|LETTER TO THE EDITOR
|Year : 2017 | Volume
| Issue : 2 | Page : 78-84
Presentation of mucinous adenocarcinoma of renal pelvis masquerading as gross hydronephrosis: A histopathological surprise
Kajal Nitin Patel1, Nitin A Patel2, Shruti P Gandhi1
1 Department of Radiology, G. R. Doshi and K. M. Mehta Institute of Kidney Diseases and Research Centre, Dr. H. L. Trivedi Institute of Transplantation Sciences, Ahmedabad, Gujarat, India
2 Department of Radiology, Surym – The World of Imaging Centre, Ahmedabad, Gujarat, India
|Date of Web Publication||22-Jun-2017|
Kajal Nitin Patel
Department of Radiology, G. R. Doshi and K. M. Mehta Institute of Kidney Diseases and Research Centre, Dr. H. L. Trivedi Institute of Transplantation Sciences, Ahmedabad, Gujarat
Source of Support: None, Conflict of Interest: None
|How to cite this article:|
Patel KN, Patel NA, Gandhi SP. Presentation of mucinous adenocarcinoma of renal pelvis masquerading as gross hydronephrosis: A histopathological surprise. South Asian J Cancer 2017;6:78-84
|How to cite this URL:|
Patel KN, Patel NA, Gandhi SP. Presentation of mucinous adenocarcinoma of renal pelvis masquerading as gross hydronephrosis: A histopathological surprise. South Asian J Cancer [serial online] 2017 [cited 2019 Aug 25];6:78-84. Available from: http://journal.sajc.org/text.asp?2017/6/2/78/208838
The majority of malignant renal pelvic tumors are epithelial in origin, of these approximately 90% are transitional cell carcinomas (TCCs). Adenocarcinomas are rare and account for <1% of renal pelvic neoplasms. A mucinous adenocarcinoma is a subset of adenocarcinoma in which cancer cells produce abundant extracellular mucin. Squamous and glandular neoplasm may arise within the pelvic calyceal system through the metaplastic transformation of epithelium due to long-standing obstruction, infection, and chronic irritation. Ackerman reported the first case in 1946.

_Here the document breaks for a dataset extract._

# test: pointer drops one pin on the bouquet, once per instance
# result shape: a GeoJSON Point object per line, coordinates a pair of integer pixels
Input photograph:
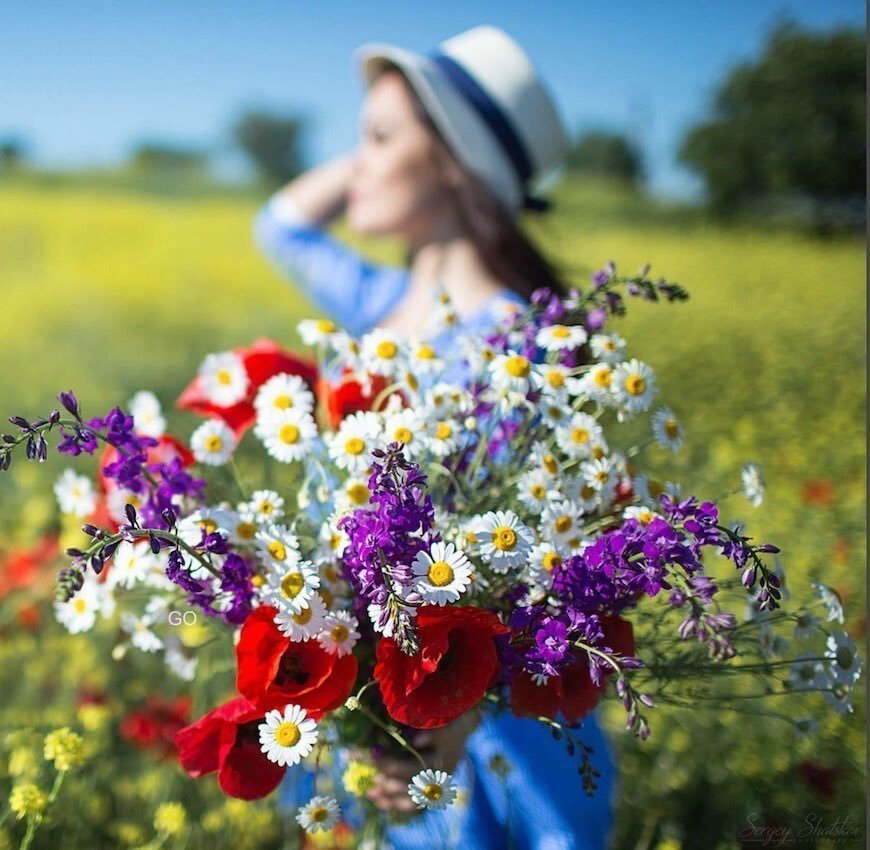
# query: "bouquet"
{"type": "Point", "coordinates": [463, 524]}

Reports of renal pelvic mucinous adenocarcinomas in the literature are limited to small series and isolated case reports. Because the tumor is uncommon, a preoperative diagnosis is rarely made. The rarity of this tumor justifies reporting the case. A 45-year-old female patient presented with a history of dull aching pain on the right side of abdomen since 2. months. She had no history of hematuria. Laboratory investigations showed serum creatinine 0.8 mg%, urine albumin: Trace with 120.140 pus cells. Routine hematological investigations were unremarkable. In transabdominal sonography, gross hydronephrosis with marked thinning of renal parenchyma, internal echoes, and debris within it was observed that mimicked long-standing hydronephrosis accompanied pyonephrosis.

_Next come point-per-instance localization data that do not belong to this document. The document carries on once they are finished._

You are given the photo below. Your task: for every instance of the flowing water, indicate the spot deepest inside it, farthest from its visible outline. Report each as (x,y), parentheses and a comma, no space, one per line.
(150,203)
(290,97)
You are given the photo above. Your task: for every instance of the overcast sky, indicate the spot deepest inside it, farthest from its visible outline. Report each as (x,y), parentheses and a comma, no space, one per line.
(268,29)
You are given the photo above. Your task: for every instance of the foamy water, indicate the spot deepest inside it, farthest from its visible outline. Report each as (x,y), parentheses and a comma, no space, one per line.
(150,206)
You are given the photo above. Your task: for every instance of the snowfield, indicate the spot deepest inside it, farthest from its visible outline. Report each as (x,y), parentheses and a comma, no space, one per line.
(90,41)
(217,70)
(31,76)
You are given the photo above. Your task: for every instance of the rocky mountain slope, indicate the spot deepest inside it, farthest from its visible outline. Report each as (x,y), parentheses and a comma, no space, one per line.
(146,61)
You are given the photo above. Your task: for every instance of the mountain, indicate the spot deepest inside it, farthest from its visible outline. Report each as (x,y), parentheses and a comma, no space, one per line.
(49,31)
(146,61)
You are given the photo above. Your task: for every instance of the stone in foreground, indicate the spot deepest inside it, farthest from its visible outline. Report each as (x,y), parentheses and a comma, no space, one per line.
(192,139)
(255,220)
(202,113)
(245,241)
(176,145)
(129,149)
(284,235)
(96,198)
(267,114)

A double phase contrast enhanced multidetector computed tomography (CT) of the abdomen was performed on 64 slice Somatom sensation machine from Siemens Company with an oral and intravenous injection of 100 ml nonionic contrast medium. The CT examination includes plain, arterial, venous, and delayed phase. The study reveals multicystic mass in the right lumbar region involving entire kidney. The lesion appears hypodense with multiple septations. Multiple foci of calcification are seen in septa and in wall of the lower aspect of cystic mass [Figure 1a]. No significant nodular or septal enhancement seen on postcontrast study [Figure 1b]. Lesion measures about 17.4 cm × 14.0 cm × 7.6 cm in size. Renal vessels appear unremarkable. No evidence of excretion of contrast is seen in the right kidney. No hydroureter was seen on ultrasonography or CT scan. The rest of abdominal organs appeared normal. Normally functioning left kidney was observed.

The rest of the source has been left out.